# saddle help please



## smrobs (Jul 30, 2008)

I've heard of Steele trees and have heard that they are really good (never owned one myself though). I've never heard of the other brand.

Do you know the general dimensions you're looking for? If you need a FQHB with a 7" gullet, you might look at Corriente. My family has 3 and I'm currently considering getting another. Really affordable and super good working quality for the price. Mine fits my 16.2 hand, 1500 pound draft cross.


----------



## copper (Mar 1, 2014)

i am needing a saddle more in the endurace catagory. corrientes are nice tho., i've been around them.


----------



## smrobs (Jul 30, 2008)

Oops LOL. Guess it might help if I'd actually read the _section _that the thread is in :wink:.

Just came across it on the "new posts" list.


----------



## Dustbunny (Oct 22, 2012)

Welcome to the form.

A week isn't very long to be looking. Patience! Many of us look for months...or longer. If you are in a big hurry you are likely to settle for something you will have to turn around and resell.

If you are shopping online just make sure you are familiar with the make and model you are bidding on.

Good luck. In my opinion, shopping for the right saddle is no easy task.


----------



## greentree (Feb 27, 2013)

I have a Henry Miller for my gaited horses. My Mennonite tack guy has a used one with the English stirrups(vs a western fender like mine.) $500.00, I think. It has a horn, I think. I like it, but have not done more than about 8 miles in it. 

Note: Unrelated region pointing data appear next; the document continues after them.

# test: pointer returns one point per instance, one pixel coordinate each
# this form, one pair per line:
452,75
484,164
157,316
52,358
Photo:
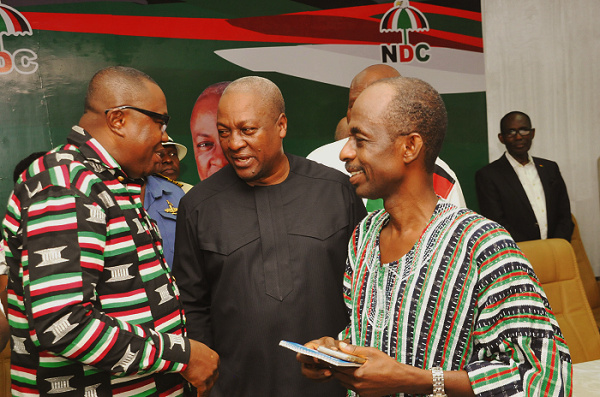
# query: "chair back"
5,371
588,278
553,261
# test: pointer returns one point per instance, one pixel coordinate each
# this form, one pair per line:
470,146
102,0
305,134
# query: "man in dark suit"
525,194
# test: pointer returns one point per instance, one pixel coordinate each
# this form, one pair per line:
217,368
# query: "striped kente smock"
464,297
92,308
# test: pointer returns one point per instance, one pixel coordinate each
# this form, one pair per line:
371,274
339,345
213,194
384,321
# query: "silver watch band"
438,382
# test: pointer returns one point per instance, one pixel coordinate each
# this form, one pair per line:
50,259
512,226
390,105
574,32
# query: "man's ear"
282,125
116,120
411,146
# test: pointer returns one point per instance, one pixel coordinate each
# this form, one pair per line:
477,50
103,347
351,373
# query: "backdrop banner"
311,49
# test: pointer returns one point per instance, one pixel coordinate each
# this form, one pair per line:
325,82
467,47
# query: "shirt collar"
95,152
515,164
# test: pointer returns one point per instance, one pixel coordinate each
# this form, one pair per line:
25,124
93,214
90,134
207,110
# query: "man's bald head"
416,106
367,77
263,88
115,86
125,112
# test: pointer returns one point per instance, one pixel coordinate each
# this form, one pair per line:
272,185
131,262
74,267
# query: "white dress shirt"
530,179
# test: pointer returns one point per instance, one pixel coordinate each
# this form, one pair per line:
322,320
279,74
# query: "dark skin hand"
380,375
203,368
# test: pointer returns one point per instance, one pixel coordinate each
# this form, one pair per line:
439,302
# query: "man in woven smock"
441,299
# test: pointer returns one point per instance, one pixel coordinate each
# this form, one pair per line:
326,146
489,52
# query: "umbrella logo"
403,17
13,23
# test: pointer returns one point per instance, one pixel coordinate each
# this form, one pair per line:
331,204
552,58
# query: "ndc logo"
404,18
13,23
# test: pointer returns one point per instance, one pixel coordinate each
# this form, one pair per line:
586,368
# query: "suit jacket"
503,199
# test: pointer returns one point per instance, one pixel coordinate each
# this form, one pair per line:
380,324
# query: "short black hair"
511,114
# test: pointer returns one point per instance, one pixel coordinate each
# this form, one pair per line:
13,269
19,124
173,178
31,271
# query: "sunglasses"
161,118
520,131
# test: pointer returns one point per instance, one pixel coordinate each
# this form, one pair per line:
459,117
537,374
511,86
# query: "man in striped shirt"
440,298
92,307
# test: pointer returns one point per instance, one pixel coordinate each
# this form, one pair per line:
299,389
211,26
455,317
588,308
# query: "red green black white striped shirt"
92,308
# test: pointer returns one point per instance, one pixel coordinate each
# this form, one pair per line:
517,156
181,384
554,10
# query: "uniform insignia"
119,273
60,384
51,256
172,209
170,180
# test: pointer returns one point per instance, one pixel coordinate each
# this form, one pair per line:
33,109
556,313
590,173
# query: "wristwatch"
438,382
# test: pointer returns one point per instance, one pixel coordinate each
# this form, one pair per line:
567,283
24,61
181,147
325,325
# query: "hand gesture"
202,370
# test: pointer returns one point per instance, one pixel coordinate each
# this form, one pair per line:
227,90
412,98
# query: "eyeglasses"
161,118
520,131
163,154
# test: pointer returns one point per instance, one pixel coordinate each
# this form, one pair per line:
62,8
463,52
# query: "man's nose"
348,152
236,141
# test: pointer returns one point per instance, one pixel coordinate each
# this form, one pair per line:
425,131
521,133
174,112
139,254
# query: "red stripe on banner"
167,27
369,11
356,27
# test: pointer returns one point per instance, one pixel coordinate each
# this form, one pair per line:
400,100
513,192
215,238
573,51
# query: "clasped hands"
380,375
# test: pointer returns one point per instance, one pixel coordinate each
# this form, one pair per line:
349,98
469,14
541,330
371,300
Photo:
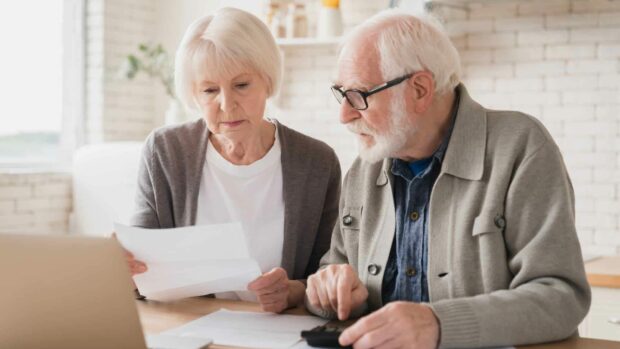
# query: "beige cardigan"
169,179
505,265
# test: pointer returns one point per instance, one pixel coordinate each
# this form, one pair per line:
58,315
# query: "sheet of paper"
190,261
249,329
303,345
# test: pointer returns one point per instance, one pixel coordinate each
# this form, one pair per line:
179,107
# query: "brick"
469,26
543,7
575,82
518,54
602,35
52,189
592,66
491,40
32,204
485,70
570,51
578,144
594,5
519,84
476,56
591,128
533,38
609,51
523,98
548,68
609,19
519,23
569,114
589,97
609,237
498,9
572,20
7,206
15,220
596,191
16,191
606,112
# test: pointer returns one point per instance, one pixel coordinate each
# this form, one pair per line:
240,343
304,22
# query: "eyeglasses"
357,98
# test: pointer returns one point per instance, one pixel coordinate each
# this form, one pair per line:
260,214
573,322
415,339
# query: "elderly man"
456,223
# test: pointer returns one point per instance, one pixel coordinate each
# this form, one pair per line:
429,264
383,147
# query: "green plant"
154,61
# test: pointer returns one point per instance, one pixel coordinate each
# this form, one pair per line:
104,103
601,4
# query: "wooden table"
604,272
157,317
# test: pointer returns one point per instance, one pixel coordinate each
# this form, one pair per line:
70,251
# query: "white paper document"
190,261
249,329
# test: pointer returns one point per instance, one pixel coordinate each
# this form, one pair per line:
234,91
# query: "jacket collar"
465,154
464,157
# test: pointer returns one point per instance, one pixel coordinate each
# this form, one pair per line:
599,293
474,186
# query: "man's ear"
422,87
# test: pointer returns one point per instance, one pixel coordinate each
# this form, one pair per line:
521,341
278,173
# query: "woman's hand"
135,266
275,292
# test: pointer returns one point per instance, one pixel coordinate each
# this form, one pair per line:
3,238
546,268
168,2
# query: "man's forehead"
358,66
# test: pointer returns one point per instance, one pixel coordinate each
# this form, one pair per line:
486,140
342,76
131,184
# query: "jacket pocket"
350,225
351,218
489,222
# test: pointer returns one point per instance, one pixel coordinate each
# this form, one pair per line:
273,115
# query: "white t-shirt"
250,194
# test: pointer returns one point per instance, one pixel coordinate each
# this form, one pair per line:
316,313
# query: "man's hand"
396,325
336,288
275,292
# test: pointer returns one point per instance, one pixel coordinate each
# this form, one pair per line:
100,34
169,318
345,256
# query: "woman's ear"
422,87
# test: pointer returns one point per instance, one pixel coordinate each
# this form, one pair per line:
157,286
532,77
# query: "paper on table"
190,261
249,329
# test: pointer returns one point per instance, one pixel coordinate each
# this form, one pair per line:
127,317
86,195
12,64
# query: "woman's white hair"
408,43
222,44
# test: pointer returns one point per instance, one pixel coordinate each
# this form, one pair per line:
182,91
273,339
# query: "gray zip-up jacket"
505,265
171,170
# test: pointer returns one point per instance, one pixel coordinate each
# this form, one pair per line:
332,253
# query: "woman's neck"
246,150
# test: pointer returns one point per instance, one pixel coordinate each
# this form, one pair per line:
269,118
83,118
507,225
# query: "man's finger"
379,337
362,326
343,289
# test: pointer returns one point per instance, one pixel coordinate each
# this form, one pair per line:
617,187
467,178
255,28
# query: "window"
38,37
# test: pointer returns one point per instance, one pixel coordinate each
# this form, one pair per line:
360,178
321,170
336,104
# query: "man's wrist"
296,293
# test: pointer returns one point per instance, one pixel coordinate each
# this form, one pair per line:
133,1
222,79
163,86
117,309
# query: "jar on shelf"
330,19
296,21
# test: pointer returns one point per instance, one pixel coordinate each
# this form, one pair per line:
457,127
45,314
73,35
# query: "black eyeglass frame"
340,95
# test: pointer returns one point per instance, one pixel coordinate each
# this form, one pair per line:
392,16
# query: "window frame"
73,94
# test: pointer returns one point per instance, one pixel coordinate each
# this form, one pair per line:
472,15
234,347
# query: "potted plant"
154,61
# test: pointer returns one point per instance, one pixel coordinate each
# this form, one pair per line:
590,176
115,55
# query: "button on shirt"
405,274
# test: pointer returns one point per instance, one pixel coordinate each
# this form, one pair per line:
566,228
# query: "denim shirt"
405,273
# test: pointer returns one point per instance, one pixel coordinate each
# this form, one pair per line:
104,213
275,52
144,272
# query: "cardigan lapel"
466,150
293,179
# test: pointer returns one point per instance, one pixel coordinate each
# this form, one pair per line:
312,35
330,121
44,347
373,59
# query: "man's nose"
347,112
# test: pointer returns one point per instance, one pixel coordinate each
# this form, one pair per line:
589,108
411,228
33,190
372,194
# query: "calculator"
325,336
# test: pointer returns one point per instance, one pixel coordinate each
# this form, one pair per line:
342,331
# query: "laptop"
68,292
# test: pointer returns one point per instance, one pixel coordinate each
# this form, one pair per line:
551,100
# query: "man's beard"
391,141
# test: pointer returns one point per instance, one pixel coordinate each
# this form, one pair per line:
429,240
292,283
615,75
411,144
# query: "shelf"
282,42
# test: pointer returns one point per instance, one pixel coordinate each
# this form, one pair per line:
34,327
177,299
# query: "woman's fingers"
268,282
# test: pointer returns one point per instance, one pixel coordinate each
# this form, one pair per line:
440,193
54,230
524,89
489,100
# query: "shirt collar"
401,167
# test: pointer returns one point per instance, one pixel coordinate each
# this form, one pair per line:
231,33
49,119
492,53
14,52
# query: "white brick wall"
35,203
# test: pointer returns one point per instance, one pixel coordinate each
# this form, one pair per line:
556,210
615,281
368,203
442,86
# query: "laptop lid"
66,292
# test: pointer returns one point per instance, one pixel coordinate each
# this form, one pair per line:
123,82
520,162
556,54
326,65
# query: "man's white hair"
408,43
221,44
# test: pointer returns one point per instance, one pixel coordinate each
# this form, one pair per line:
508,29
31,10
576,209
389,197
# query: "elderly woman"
235,165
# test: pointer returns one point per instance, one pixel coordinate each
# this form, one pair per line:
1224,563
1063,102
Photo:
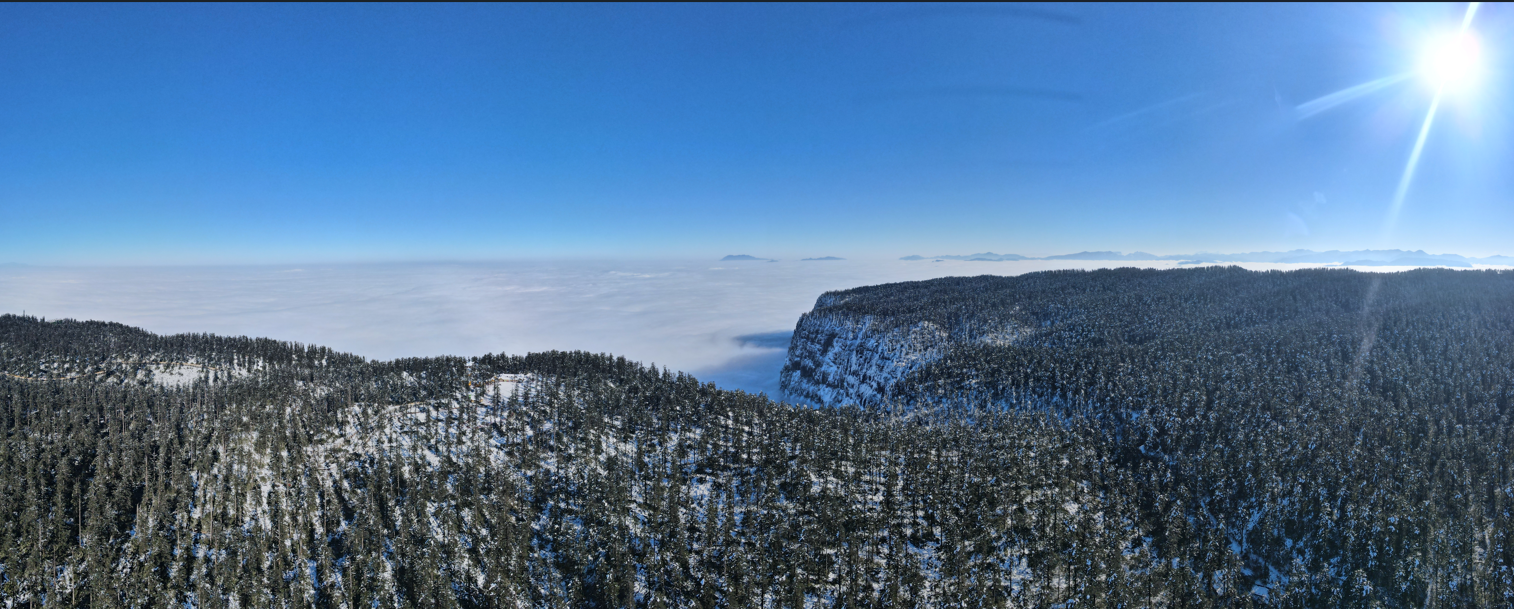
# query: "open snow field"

I could do without the horn.

Nancy


----------



## KAB (Mar 12, 2011)

*saddle help*

Desoto saddle.


----------



## KAB (Mar 12, 2011)

*saddle help*

Try a Desoto saddle.Made by endurance person.They can be found used.West Of Ole England tack shop in Stuart Fl. has one on consignment.It has a wide tree.You can also call the maker and give her the number on the saddle and she can tell you if she thinks it will fit your horse.Good luck with your search.


----------



## tinyliny (Oct 31, 2009)

arent Desoto's hard to find?


----------



## Saddlebag (Jan 17, 2011)

Google horsesaddleshop and download the free templates. My walker needs an extra wide but they don't exist in western except for draft but his back isn't long enough for a draft. Using a heavy wire coat hanger I formed it to his back. As I make saddle inquiries, I ask for a front on pic, taken from a crouching position and I am able to compare the wire to the prospective saddle. It is the tree size you should be shopping for as well as seat size.


----------



## copper (Mar 1, 2014)

i'm looking into an "allegany mt. trail saddles''. the renegade style endurance., comes with great standard features, they send a 'fit kit' and guarantee the fit. 

anybody have any info on this company? looks so good. and their new price isn't much higher than many other's used prices, with a custom fit?!


----------